A l’université de Nice, des masters à 4 000 euros qui passent mal
A l’université de Nice, des masters à 4 000 euros qui passent mal
Par Sofia Fischer
Ces diplômes en deux ans ont été mis en place par Frédérique Vidal, la ministre de l’enseignement supérieur, qui a présidé l’université de Nice entre 2012 et 2017. Des étudiants et des professeurs critiquent cette « privatisation ».
« Etudiants de toutes les facs, unissons-nous », pouvait-on lire mardi 10 avril sur le tableau lors de la dernière assemblée générale du collectif Sauve ta fac 06, qui a voté dans la foulée le blocage du conseil d’administration de l’université de Nice Sophia-Antipolis. Alors que la mobilisation se poursuit dans une quinzaine d’établissements en France, l’ambiance est de plus en plus tendue sur le campus Valrose.
« Merde à Vidal et à ses sbires », souffle-t-on dans les rangées d’étudiants présents à l’assemblée générale. Les étudiants protestent contre la réforme de Parcoursup mais aussi (et surtout) contre l’instauration dans leur établissement de nouveaux diplômes à 4 000 euros, remplaçant à partir de la rentrée prochaine trois parcours de masters de biologie dont les tarifs étaient calqués sur ceux en vigueur actuellement, soit 256 euros. Or, ces diplômes – baptisés diplômes d’établissement suivis en deux ans et qui donneront lieu à des équivalences nationales de masters – ont été mis en place par Frédérique Vidal, la ministre de l’enseignement supérieur, qui a présidé cette université entre 2012 et 2017. Une pétition « Non aux masters payants à Nice », a déjà été signée par 1 600 personnes dont 400 enseignants-chercheurs.
Jean-Marc Gambaudo, président de l’université Côte d’Azur, tente de tempérer : « Les diplômes d’établissement payants dans les universités existent depuis longtemps », même s’il concède leur caractère assez « inédit » en sciences. « On est clairement dans une logique de privatisation puisqu’on transforme une formation qui était publique – et donc quasiment gratuite – en une formation payante », explique Elisabeth Lemaire, directeur de recherche CNRS et membre du collectif Sauve ta fac 06. L’administration n’a cessé de dire qu’il s’agissait ici d’une « expérimentation ».
Fuite en avant
La crainte de beaucoup d’élèves et de professeurs est que cela soit, à terme, généralisé par la ministre. « Elle se sert de Nice comme laboratoire pour ensuite étendre cela au niveau national », assène Jérémie, un étudiant faisant partie du collectif mobilisé. « Pas question », répond Jean-Marc Gambaudo. « Nous avons conscience de la mission de l’université. Mais ce n’est pas en attendant l’argent de l’Etat indéfiniment que l’on va être sauvés. »

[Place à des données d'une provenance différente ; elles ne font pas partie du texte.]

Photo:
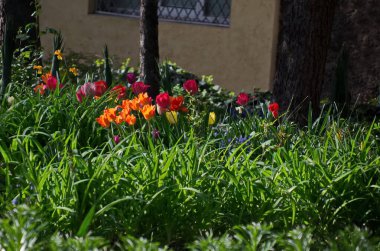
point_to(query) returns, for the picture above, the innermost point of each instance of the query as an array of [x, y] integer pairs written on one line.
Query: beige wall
[[240, 57]]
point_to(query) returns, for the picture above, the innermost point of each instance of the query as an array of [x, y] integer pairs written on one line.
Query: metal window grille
[[214, 12]]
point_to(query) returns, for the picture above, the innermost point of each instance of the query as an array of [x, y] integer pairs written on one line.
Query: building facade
[[233, 40]]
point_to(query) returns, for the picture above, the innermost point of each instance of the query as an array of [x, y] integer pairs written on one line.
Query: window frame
[[166, 13]]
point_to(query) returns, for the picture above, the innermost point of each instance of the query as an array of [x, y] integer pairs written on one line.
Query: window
[[215, 12]]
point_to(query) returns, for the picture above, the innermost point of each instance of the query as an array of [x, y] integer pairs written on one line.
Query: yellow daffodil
[[211, 118], [172, 117], [59, 55], [38, 68], [74, 71]]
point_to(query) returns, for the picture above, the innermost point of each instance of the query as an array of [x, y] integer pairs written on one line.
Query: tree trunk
[[15, 14], [149, 51], [302, 51]]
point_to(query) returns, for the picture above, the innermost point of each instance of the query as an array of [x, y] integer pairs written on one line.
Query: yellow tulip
[[172, 117], [211, 118]]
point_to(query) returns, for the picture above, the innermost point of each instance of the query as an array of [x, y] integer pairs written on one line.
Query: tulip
[[172, 117], [211, 118], [116, 138]]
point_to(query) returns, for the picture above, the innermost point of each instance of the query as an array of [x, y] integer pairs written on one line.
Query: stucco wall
[[240, 57]]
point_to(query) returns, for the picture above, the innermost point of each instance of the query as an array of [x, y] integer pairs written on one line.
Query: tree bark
[[149, 50], [305, 31]]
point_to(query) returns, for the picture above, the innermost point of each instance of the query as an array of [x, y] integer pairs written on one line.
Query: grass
[[243, 184]]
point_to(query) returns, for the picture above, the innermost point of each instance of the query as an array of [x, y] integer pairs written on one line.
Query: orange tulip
[[118, 119], [110, 114], [144, 99], [130, 119], [134, 104], [103, 121], [148, 111]]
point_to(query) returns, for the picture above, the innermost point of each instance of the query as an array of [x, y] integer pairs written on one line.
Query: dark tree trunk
[[15, 14], [305, 31], [2, 21], [149, 51]]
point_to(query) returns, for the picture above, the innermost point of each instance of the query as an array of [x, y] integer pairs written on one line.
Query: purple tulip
[[116, 138], [131, 77]]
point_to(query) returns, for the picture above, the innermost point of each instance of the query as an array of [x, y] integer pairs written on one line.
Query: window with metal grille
[[214, 12]]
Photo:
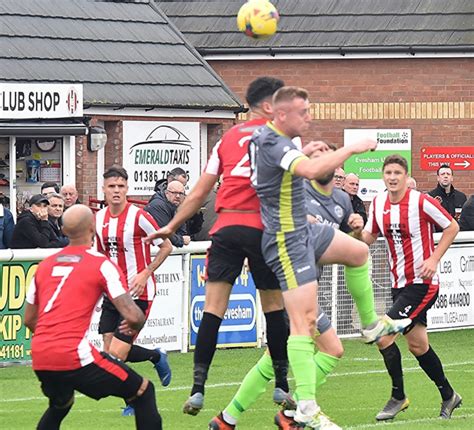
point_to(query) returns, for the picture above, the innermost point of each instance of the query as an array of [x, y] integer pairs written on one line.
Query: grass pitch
[[353, 395]]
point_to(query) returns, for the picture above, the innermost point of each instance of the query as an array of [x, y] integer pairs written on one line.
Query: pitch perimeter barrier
[[177, 310]]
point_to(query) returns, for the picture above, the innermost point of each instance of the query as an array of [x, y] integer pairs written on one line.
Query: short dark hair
[[287, 94], [116, 171], [261, 89], [444, 166], [396, 159], [50, 185]]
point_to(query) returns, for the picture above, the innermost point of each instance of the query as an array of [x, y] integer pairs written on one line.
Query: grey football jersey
[[273, 157], [331, 209]]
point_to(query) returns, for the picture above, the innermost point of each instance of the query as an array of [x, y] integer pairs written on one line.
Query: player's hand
[[139, 283], [363, 145], [163, 233], [313, 146], [428, 268], [125, 329], [356, 223]]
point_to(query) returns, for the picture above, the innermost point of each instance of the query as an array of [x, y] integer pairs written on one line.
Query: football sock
[[205, 348], [360, 286], [432, 366], [139, 354], [277, 336], [52, 418], [301, 356], [147, 416], [253, 385], [325, 364], [393, 362]]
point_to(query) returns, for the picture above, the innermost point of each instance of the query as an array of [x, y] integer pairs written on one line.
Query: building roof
[[125, 54], [332, 26]]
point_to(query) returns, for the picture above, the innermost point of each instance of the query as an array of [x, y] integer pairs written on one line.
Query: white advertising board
[[29, 101], [454, 307], [151, 149], [164, 324]]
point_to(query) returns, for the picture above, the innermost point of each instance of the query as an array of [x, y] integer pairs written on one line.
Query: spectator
[[70, 194], [411, 183], [49, 187], [55, 213], [32, 229], [7, 225], [339, 178], [163, 206], [176, 174], [466, 220], [450, 198], [351, 187]]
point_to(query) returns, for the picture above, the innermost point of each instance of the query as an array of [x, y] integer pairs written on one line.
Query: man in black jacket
[[451, 199], [351, 187], [32, 229], [162, 208]]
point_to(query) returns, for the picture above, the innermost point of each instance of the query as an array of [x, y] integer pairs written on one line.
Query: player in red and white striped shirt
[[120, 228], [406, 219], [60, 302]]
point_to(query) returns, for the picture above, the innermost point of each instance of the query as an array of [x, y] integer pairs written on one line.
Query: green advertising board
[[15, 338], [368, 166]]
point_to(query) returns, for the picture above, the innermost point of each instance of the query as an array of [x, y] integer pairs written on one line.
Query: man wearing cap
[[32, 229]]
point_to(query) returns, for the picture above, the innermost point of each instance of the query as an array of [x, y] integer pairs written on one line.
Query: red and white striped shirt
[[408, 229], [66, 288], [120, 239]]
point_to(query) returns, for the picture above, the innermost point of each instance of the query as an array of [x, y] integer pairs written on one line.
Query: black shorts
[[110, 318], [96, 380], [413, 301], [229, 248]]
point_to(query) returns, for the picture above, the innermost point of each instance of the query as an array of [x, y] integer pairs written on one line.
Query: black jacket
[[450, 201], [162, 211], [466, 220], [32, 233]]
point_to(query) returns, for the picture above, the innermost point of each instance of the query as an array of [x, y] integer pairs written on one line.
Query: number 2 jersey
[[408, 229], [120, 239], [66, 288], [230, 159]]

Car comme beaucoup d’universités aujourd’hui, Nice est en grande difficulté financière. Le nombre d’étudiants n’a cessé d’augmenter (+2 % en trois ans), sans recevoir les moyens nécessaires. A Valrose, tout le monde s’accorde sur le fait qu’il faut trouver des solutions, et vite. Pierre Chantelot, secrétaire national du SNESUP-FSU (syndicat national de l’enseignement supérieur) : « Nous sommes d’accord avec le constat que fait M. Gambaudo. L’université est en faillite. Mais ce ne sont pas aux étudiants de remplir les caisses. » Il dénonce une fuite en avant : « L’administration a ouvert la boîte de Pandore. A long terme, ça sera deux, quatre, six masters payants… et les étudiants seront de plus en plus nombreux à devoir payer pour faire leurs études. »
Une crainte partagée par certains professeurs de l’université Sophia-Antipolis. « Le ministère veut laisser les universités se financer toutes seules progressivement. Il ne faut pas laisser entrer le loup dans la bergerie », assure Laurent Michel, maître de conférences en mathématiques, et très impliqué dans la mobilisation. Didier Forcioli, professeur de génétique, enseigne dans un de ces masters de biologie qui deviendra payant à la rentrée prochaine. Il a refusé de participer à la future maquette. « A partir du moment où c’est devenu évident que cela deviendrait payant pour les étudiants, j’ai décidé de ne plus l’enseigner », explique-t-il.
Mais pour Paola Furla, future responsable de ces nouveaux diplômes, l’argent est nécessaire pour faire tourner des parcours qui manquaient cruellement de moyens. « Ces 4 000 euros, c’est pour louer des bateaux, aller en mer, leur faire faire des expériences… » Tout en rappelant qu’un système de bourse serait mis en place pour les étudiants européens « brillants » dont les parents auraient des revenus peu élevés.